Linear differential equations. Exponential of a linear map, relation to the flow of a linear differential equation. Methods for computing the exponential. Liapunov stability, asymptotic stability of an equilibrium point. Unstable equilibrium. Hyperbolic linear differential equations, stable and unstable subspaces. For non hyperbolic equations, centre subspace.

Phase portraits for all linear differential equations in the plane, stability of equilibria, invariant subspaces.

Proof that the set of hyperbolic linear isomorphisms is open and dense in the set of invertible linear maps of R^n. Proof that the set of hyperbolic linear vector fields is open and dense in the set of linear maps of R^n.

Equivalence relations for classification of dynamical systems: differentiable conjugacy, topological conjugacy, topological equivalence. Flow-box theorem. The dimension of the stable subspace as a complete topological invariant for hyperbolic linear vector fields. Alpha- and omega-limit sets. Local section of a vector field, Poincaré-Bendixson theorem.

The C^r metric on the space C^r(M,R^s) for M a compact smooth manifold. and brief discussion of the C^infinity topology. Proof that the set of C^r diffeomorphisms is an open subset of C^r(M,M).

Transversality of vector subspaces, of a function to a submanifold, of two submanifolds, of two maps between manifolds, of two submanifolds, of a map and a submanifold, relation to codimension. Proof that the set of maps from a compact manifold that are transverse to a closed submanifold is open. The weak Thom transversality theorem and structural stability.

Stability of equilibria of vector fields, first and second theorems of Liapunov. Analogous results for difference equations.

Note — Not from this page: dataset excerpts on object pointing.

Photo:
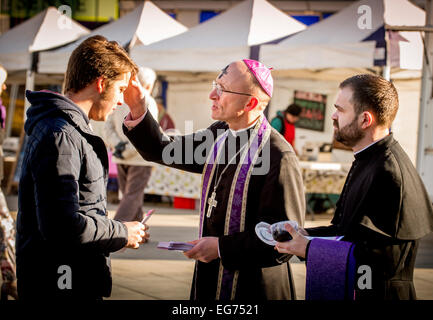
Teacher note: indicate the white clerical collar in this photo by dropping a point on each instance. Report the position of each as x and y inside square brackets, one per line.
[235, 132]
[355, 153]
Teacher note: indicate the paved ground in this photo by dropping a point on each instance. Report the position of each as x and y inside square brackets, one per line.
[149, 273]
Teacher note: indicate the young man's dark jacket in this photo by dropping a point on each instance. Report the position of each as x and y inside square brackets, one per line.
[62, 205]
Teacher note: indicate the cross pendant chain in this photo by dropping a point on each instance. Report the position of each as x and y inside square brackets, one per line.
[212, 204]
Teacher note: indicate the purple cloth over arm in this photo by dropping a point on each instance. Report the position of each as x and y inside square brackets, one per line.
[330, 270]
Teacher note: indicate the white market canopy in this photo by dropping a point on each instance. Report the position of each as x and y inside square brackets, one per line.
[350, 39]
[46, 30]
[216, 42]
[145, 24]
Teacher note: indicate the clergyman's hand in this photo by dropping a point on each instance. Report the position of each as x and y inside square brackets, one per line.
[205, 249]
[134, 97]
[297, 246]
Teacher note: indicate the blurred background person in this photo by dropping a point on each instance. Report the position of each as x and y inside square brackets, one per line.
[164, 119]
[133, 172]
[284, 123]
[7, 224]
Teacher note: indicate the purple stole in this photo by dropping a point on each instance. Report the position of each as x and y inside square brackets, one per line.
[331, 270]
[236, 206]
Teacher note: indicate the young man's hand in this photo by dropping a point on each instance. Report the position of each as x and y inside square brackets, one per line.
[136, 234]
[134, 97]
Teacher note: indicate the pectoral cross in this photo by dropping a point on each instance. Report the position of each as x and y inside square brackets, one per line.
[212, 204]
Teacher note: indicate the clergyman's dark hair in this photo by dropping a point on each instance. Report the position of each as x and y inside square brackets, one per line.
[294, 109]
[376, 94]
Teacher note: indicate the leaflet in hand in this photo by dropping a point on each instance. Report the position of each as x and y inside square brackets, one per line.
[179, 246]
[269, 233]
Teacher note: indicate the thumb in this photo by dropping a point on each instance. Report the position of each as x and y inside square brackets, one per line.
[291, 230]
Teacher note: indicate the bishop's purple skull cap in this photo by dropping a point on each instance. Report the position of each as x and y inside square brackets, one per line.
[262, 73]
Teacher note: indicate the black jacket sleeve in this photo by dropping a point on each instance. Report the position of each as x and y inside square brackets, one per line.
[184, 152]
[56, 171]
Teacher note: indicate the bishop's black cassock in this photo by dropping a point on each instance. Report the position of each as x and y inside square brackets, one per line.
[384, 209]
[275, 196]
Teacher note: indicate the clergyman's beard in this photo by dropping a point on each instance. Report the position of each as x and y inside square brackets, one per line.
[350, 134]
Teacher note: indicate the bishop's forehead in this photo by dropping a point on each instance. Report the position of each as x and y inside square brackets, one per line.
[224, 71]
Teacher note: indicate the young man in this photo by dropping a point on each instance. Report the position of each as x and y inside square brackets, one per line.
[250, 174]
[384, 208]
[7, 223]
[64, 236]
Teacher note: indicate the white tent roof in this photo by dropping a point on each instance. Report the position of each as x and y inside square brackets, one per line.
[145, 24]
[46, 30]
[339, 41]
[215, 43]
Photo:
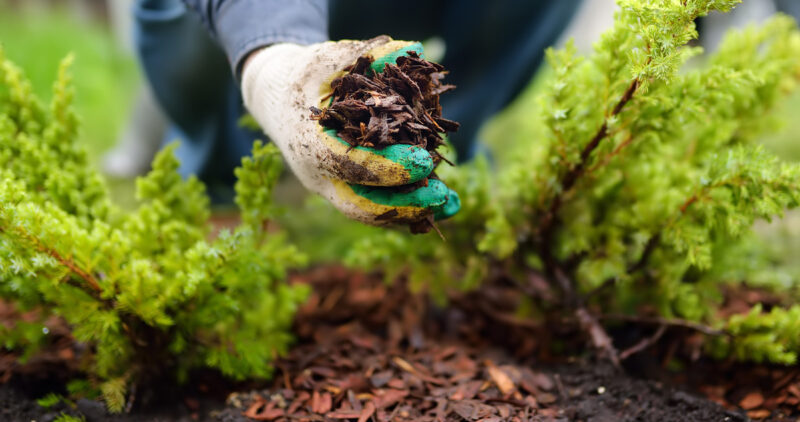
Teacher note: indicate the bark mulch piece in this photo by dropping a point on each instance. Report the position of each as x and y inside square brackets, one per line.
[372, 352]
[397, 106]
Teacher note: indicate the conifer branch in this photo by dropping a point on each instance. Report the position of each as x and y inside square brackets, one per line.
[547, 225]
[90, 280]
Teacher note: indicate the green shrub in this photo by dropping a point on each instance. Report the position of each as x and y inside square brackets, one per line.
[634, 183]
[147, 291]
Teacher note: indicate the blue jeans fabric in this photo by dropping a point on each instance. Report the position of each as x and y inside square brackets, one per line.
[493, 49]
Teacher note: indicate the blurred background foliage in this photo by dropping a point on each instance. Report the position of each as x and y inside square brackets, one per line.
[105, 76]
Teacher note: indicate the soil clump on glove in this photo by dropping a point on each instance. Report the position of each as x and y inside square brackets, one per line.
[398, 106]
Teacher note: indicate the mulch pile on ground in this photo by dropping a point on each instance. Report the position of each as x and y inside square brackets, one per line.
[368, 351]
[372, 352]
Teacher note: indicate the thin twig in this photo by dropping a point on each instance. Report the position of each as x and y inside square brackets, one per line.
[74, 268]
[598, 334]
[547, 225]
[644, 343]
[670, 322]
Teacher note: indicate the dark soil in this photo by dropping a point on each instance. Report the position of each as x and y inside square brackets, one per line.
[368, 351]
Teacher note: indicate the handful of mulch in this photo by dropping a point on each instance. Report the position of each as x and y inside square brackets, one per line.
[398, 106]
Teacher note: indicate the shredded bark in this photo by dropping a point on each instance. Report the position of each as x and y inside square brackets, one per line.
[397, 106]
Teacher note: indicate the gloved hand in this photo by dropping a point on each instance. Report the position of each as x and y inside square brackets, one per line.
[281, 82]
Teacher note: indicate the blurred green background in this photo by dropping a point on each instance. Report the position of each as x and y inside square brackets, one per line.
[105, 77]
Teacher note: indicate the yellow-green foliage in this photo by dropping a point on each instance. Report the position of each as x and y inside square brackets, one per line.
[638, 174]
[147, 291]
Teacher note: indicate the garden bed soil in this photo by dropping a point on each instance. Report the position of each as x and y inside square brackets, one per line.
[369, 351]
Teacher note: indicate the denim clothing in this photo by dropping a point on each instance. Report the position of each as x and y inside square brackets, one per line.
[493, 49]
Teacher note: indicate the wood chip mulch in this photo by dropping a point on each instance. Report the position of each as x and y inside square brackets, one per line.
[347, 372]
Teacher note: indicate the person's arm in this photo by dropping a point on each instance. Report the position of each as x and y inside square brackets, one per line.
[242, 26]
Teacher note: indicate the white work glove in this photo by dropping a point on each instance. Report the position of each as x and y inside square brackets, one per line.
[279, 85]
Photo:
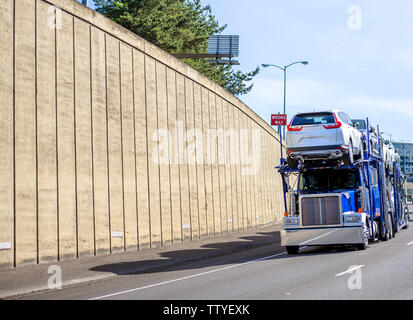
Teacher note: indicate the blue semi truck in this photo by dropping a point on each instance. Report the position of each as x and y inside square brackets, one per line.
[343, 205]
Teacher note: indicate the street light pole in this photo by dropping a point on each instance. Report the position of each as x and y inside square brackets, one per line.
[284, 69]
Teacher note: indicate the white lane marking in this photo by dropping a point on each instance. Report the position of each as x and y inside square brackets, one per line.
[187, 277]
[350, 270]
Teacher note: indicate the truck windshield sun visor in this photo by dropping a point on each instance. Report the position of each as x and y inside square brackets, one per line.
[313, 118]
[329, 180]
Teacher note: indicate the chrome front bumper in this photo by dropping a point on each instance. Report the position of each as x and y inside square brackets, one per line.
[323, 236]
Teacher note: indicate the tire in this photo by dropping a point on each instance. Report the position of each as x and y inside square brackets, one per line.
[406, 222]
[360, 155]
[292, 249]
[365, 244]
[389, 228]
[349, 157]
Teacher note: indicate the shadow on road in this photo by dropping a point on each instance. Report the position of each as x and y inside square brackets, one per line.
[207, 254]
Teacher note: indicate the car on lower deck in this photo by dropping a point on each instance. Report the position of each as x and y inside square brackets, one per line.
[323, 136]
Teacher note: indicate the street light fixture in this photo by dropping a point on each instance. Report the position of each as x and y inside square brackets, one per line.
[265, 65]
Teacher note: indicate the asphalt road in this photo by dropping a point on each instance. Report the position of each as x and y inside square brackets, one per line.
[383, 271]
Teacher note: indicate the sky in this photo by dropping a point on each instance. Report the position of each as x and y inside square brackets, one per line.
[360, 57]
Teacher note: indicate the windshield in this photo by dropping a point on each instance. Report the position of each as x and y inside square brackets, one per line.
[328, 180]
[313, 118]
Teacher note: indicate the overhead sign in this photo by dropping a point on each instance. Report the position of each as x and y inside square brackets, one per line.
[224, 44]
[278, 119]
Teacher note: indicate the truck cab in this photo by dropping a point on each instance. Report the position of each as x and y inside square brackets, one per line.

Local structural stability of vector fields under topological equivalence: simple equilibria, if a vector field has an equilibrium that is not simple, then it is not locally structurally stable. The set of vector fields on a manifold M with only simple equilibria is residual, and if M is compact then it is open and dense. Example of a simple vector field that is not structurally stable. The set of vector fields on a manifold M with only hyperbolic equilibria is residual, and if M is compact then it is open and dense. Grobman-Hartman theorem, and structural stability. Analogous results for difference equations.

Stable and unstable manifolds, existence, invariance under topological equivalence. In structurally stable vector fields, invariant manifolds intersect transverselly. Statement of Peixoto Theorem.

Smale's horseshoe, symbolic dynamics, existence of infinitely many periodic orbits of arbitrary periods, existence of a dense orbit.

Mandatory literature

Palis Jr. Jacob; Geometric theory of dynamical systems. ISBN: 0-387-90668-1
Arnold Vladimir igorevich; Geometrical methods in the theory of ordinary differential equations. ISBN: 0-387-96649-8 (for the second module)
Brickell F.; Differentiable manifolds. ISBN: 442-01048-6 (for the first module)

Complementary Bibliography

Carmo Manfredo Perdigão do; Geometria Riemanniana (for the first module)
O.Neil Barrett; Semi-Riemannian geometry with applications to relativity. ISBN: 0-12-526740-1 (for the first module)
Arrowsmith D. K.; Ordinary differential equations (for the second module)
Hirsch Morris W.; Differential equations, dynamical systems, and linear algebra. ISBN: 0-12-349550 (for the second module)

Teaching methods and learning activities

Presentation of the subject in class. Resolution by the students, outside classes, of proposed exercises.

Evaluation Type

Distributed evaluation without final exam

Assessment Components

designation	Weight (%)
Teste	100,00
Total:	100,00

Calculation formula of final grade

Average of the marks obtained in the tests of the two modules.